Representing Defendants Charged with Federal Child Pornography Crimes in Courts Throughout the Nation
The Federal government is devoting an enormous amount of its law enforcement resources to prosecute child pornography cases. These cases will always garner political support and funding and as a result, we are seeing many of these types of prosecutions around the country.
It is imperative that a person charged in federal court with possession and/or distributing child pornography retain a law firm with attorneys experienced in child pornography cases. The attorney must understand how the sentencing guidelines for these offenses operate and how they have changed over time.

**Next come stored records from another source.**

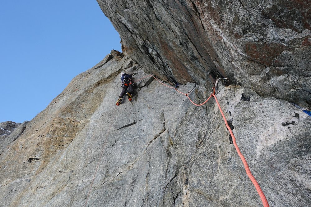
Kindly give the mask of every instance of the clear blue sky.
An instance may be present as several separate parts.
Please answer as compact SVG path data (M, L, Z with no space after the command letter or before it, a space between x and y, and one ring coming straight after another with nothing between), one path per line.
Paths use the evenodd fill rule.
M0 122L32 119L120 40L96 0L0 1Z

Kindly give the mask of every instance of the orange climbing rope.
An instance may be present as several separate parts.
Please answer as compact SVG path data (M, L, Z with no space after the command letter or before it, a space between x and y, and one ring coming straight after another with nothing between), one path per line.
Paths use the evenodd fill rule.
M256 188L256 190L257 190L257 192L258 193L258 194L260 197L260 199L261 199L261 201L262 202L263 206L265 207L269 207L269 205L268 203L268 201L267 200L267 199L266 198L265 194L263 193L263 192L262 192L262 190L261 190L261 188L259 186L259 184L257 182L256 179L255 179L255 177L252 174L252 173L251 172L251 171L249 169L249 168L248 167L248 165L247 164L247 162L246 162L246 160L244 158L244 157L243 156L243 155L242 154L241 151L240 151L240 149L239 149L239 147L238 146L238 145L236 144L236 142L235 142L235 137L233 135L233 133L232 132L232 130L231 130L231 128L229 126L229 125L228 124L227 119L226 119L226 117L225 117L225 115L224 115L224 113L222 112L222 110L221 110L221 108L220 107L220 105L219 104L219 103L218 102L218 100L217 100L217 98L216 97L216 96L215 95L215 94L212 94L211 95L215 98L215 101L216 101L216 103L217 103L218 107L219 108L219 110L220 111L220 113L221 114L221 115L222 116L222 118L224 119L224 121L225 121L225 123L226 124L226 126L227 126L227 128L229 130L229 132L230 133L230 134L231 135L231 136L232 137L232 141L233 142L233 145L234 145L234 147L235 147L235 149L236 150L236 151L238 152L238 154L239 155L240 158L241 158L241 159L242 160L242 162L243 162L243 164L244 165L244 168L245 168L245 170L246 171L246 174L247 174L247 176L248 176L248 178L249 178L251 181L252 181L255 188Z
M169 88L173 88L181 94L186 96L188 97L189 100L190 100L190 101L191 101L191 103L195 106L199 106L204 105L212 97L213 97L214 98L215 98L216 103L217 103L217 105L218 106L218 107L219 109L219 110L220 111L220 113L221 113L221 115L222 116L222 118L224 119L224 121L225 121L225 123L226 125L226 126L227 127L227 128L228 128L228 130L229 130L230 134L231 135L231 136L232 137L232 141L233 142L233 145L234 145L237 152L238 152L238 154L239 155L239 156L240 157L240 158L241 159L241 160L242 160L242 162L243 162L243 164L244 166L244 168L245 169L245 170L246 171L246 174L247 174L248 178L249 178L251 181L252 181L252 182L253 183L254 186L255 186L255 188L256 188L256 190L257 191L257 192L258 193L258 194L259 195L259 197L260 197L260 199L261 200L261 201L262 203L262 204L263 205L264 207L269 207L269 205L268 203L268 201L267 200L267 199L266 197L266 196L265 196L264 194L262 191L262 190L261 188L259 185L259 184L258 184L258 183L256 180L256 179L255 179L255 177L252 174L252 173L251 172L250 170L249 169L249 168L248 167L248 164L247 164L247 162L246 161L246 160L244 158L244 156L243 156L243 155L242 154L242 153L241 153L241 151L240 151L240 149L239 148L239 146L238 146L238 145L237 144L236 142L235 141L235 137L233 135L233 133L232 132L232 130L231 130L231 128L230 128L230 127L229 126L229 125L228 124L228 123L227 121L227 119L226 119L226 118L225 116L225 115L224 114L224 113L222 112L222 110L221 110L221 109L220 107L220 105L219 104L219 103L218 102L218 100L217 100L217 98L216 97L216 96L215 95L215 92L217 86L217 83L218 83L218 81L221 79L219 79L216 81L215 86L213 87L212 93L211 93L211 95L209 97L208 97L208 98L202 103L200 104L197 104L193 102L189 97L189 93L187 94L184 93L178 90L176 88L172 87L172 86L168 86L166 84L164 84L163 83L163 82L160 81L153 75L150 75L146 76L144 77L142 79L139 79L137 81L139 81L147 77L151 76L153 77L156 80L162 85L164 85Z
M252 181L252 182L253 183L253 184L254 185L254 186L255 186L255 188L256 188L256 190L257 191L257 192L258 193L258 194L259 195L259 196L260 197L260 199L261 200L261 201L262 203L262 204L263 205L264 207L269 207L269 204L268 203L268 201L267 200L267 199L266 198L266 196L265 196L264 193L263 193L263 192L261 188L260 187L260 186L259 186L259 184L258 184L258 183L257 182L257 181L256 180L256 179L255 179L255 177L252 174L252 173L251 172L250 170L249 169L249 168L248 167L248 164L247 164L247 162L246 161L246 160L245 159L245 158L243 156L243 155L241 153L241 151L240 151L240 149L239 149L239 147L238 146L236 142L235 141L235 137L234 136L234 135L233 135L233 133L232 132L232 130L231 130L231 129L230 128L230 127L229 126L229 125L228 124L228 122L227 121L227 119L226 119L226 118L225 116L225 115L224 114L224 113L222 111L222 110L221 110L221 109L220 107L220 105L219 104L219 102L218 102L218 100L217 100L217 98L216 98L216 96L215 95L215 92L216 90L216 88L217 87L217 83L218 82L218 81L221 79L219 79L216 81L216 83L215 84L215 86L214 86L214 87L213 87L212 88L213 90L212 92L211 93L211 95L209 96L209 97L208 97L208 98L207 98L207 99L206 101L205 101L202 103L199 104L198 104L193 102L193 101L192 100L191 100L191 99L189 97L189 94L190 94L190 92L189 92L187 94L184 93L183 93L179 91L178 90L177 90L177 89L176 88L176 87L172 87L172 86L170 86L167 85L163 83L163 82L160 81L158 79L155 77L153 75L149 75L143 77L141 79L138 79L137 81L137 82L139 82L141 80L142 80L146 78L149 77L153 77L155 78L155 79L156 79L156 80L159 83L162 84L162 85L163 85L164 86L165 86L174 89L174 90L175 90L176 91L179 92L180 93L185 96L187 97L188 97L188 98L189 99L189 100L191 102L191 103L193 104L196 106L202 106L202 105L203 105L204 104L206 103L206 102L207 102L208 101L208 100L209 100L211 98L211 97L214 97L214 98L215 99L215 100L216 101L216 103L217 104L217 105L218 106L218 108L219 109L219 110L220 111L220 112L222 116L222 118L225 121L225 124L226 126L227 127L227 128L228 128L228 130L229 130L230 134L231 135L231 136L232 137L232 141L233 142L233 145L234 145L234 147L235 148L235 149L237 151L237 152L238 153L238 155L239 155L239 156L240 157L240 158L242 160L242 162L243 162L243 165L244 166L244 168L245 168L245 170L246 172L246 174L247 174L247 175L248 176L248 178L249 178L249 179L250 179L251 181ZM110 125L110 127L109 128L109 129L108 130L108 133L107 134L107 136L106 138L106 140L105 141L105 143L104 144L104 146L103 147L103 149L101 152L101 154L100 155L100 160L98 161L98 163L97 164L97 167L96 167L96 169L95 170L95 173L94 174L94 176L93 177L93 178L92 180L92 183L91 184L91 186L90 189L90 191L89 191L89 193L87 195L87 197L86 199L86 201L85 203L85 206L86 206L86 204L87 203L87 201L89 199L89 196L90 196L90 194L91 192L91 190L92 189L92 186L93 185L93 183L94 182L94 179L95 178L95 175L96 174L96 173L97 172L97 169L98 168L98 166L99 165L99 163L100 160L100 159L101 159L101 156L102 156L104 152L104 149L105 146L105 145L106 143L106 142L107 139L108 138L108 136L109 134L109 132L110 132L110 128L111 128L111 125Z

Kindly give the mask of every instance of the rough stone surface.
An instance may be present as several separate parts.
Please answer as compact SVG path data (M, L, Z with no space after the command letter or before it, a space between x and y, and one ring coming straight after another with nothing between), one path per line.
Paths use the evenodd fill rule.
M117 56L18 128L0 155L1 206L84 206L98 163L88 206L261 206L215 101L195 106ZM136 93L117 107L123 71ZM210 93L197 85L189 97ZM216 95L271 206L309 206L310 117L240 86L220 83Z
M174 84L225 77L311 106L311 2L97 0L123 50Z
M28 122L26 121L21 124L9 121L0 123L0 155L9 145L21 135Z

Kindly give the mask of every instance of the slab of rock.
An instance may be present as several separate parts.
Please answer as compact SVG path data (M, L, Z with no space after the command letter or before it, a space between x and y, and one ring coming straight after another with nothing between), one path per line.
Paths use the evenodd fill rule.
M309 1L97 2L123 53L173 85L225 77L311 106Z
M122 72L136 94L117 107ZM215 101L149 75L124 56L75 78L0 155L2 205L261 206ZM308 206L310 117L240 86L216 96L271 206Z

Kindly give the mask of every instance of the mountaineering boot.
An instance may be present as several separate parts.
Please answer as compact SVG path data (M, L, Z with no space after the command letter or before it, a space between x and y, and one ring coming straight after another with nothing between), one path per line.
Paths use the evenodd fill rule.
M119 106L120 105L120 104L121 103L121 102L122 102L122 98L119 98L119 99L117 101L117 103L116 103L116 105L117 106Z
M131 94L130 94L130 93L129 93L129 92L127 93L126 93L126 96L127 97L128 97L128 100L129 101L132 101L132 96L131 95Z

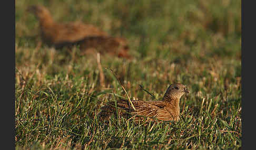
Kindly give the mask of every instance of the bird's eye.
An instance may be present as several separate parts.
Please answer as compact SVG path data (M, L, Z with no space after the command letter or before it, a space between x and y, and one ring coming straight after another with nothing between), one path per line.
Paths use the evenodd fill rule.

At Broden & Mickelsen we are dedicated to zealously defending our clients. When one is charged with child pornography offenses they will usually face the might of law enforcement agents, prosecutors and judges, justice. They require highly trained, dedicated and skillful advocates protecting their rights and interests.
Click here to see one of the comprehensive sentencing memorandums Broden and Mickelsen prepared in a child pornography case.
Gathering Evidence of a Crime
In Federal court, child pornography cases are typically generated by means of an undercover law enforcement officer making use of file-sharing programs such as “lime-wire” or “gigatribe” and searching the files of other users of with typical queries that yield child pornography. Once the undercover officer identifies a file-sharing user in possession of child pornography on his or her computer, the law enforcement agents execute a search warrant on the user’s house (located by obtaining IP data from the person’s internet provider), in the early morning hours. In order to preclude the defense “I didn’t know that material was on my computer,” the agents interview the suspected primary user of the computer while that user is not under arrest and coax the user to admit to knowingly possessing the child pornography. While it is almost never in the best interests of a person under investigation for having committed any federal crime to consent to questioning by federal investigators without a lawyer present, the efforts by law enforcement agents conducting these type of searches in child pornography cases often yield damaging admissions.
Many people believe that by deleting a file on a computer, the file is completely “wiped” off the computer. Often people charged with child pornography offenses learn the hard way that this is not true. Law enforcement will send the seized computers off for a complete forensic analysis and files that a person thought had been deleted will be found in the computer’s hidden space.
Penalty of Child Pornography in Federal Court
The Federal penalties for possession of child pornography are incredibly harsh. If the defendant truly was interested in child pornography the defendant usually has collected numerous images. In these circumstances the defendant’s presumptive sentence, according the United States Sentencing Guidelines for a first time offender, can approach 12-20 years of imprisonment. Indeed, the penalties under the sentencing guidelines for possession of child pornography obtained through file-sharing can often be higher than the penalties provided for those that physically abuse children.
Broden & Mickelsen Experience
In our experience, a person arrested for a child pornography offense will normally have no criminal record and no familiarity with the criminal justice system. In many districts, they will be charged with DISTRIBUTION of child pornography since it was “distributed” through the file sharing program. Distribution charges in federal court carry a five year mandatory minimum prison sentence and the person is NOT eligible for probation. Moreover, while Broden and Mickelsen has, in many instances, been able to obtain the release of their clients pending trial, there is a presumption in the Bail Reform Act that no bond be set in these type of cases and the person should be detained pending trial.
When the firm defends someone charged with possession of child pornography, we first attempt to ascertain whether there is a defense to the charge itself. In order to be guilty of child pornography a defendant has to knowingly possess the illicit material. If the defendant has not confessed to knowingly possessing the material, it may be that another individual has loaded the material onto the defendant’s computer. In a few unusual cases, it has been established that a third party virtually “hijacked” the defendant’s computer by means of a wireless connection in order to park their pornography on someone else’s computer in order to avoid detection by possessing the material on their own computer. Likewise, there are instances where a person accidentally downloads child pornography. Likewise, an attorney can determine if the images qualifies legally as “child pornography.”A skilled attorney will also analyze any “confessions” to determine if they are subject to a motion to suppress.
If it is not possible to establish a defense to the charge, one must focus one’s efforts on sentencing. Hopefully for the defendant, a credible case can be made that the defendant’s activities never went beyond observing depictions of child sex abuse. Sometimes it can be helpful to have a polygraph examination to support this assertion. In addition, it is often helpful to submit a detailed psychological analysis of the defendant to the court for consideration when imposing sentence. Finally it is important to prepare the defendant for sentencing by showing that they are on the road to rehabilitation.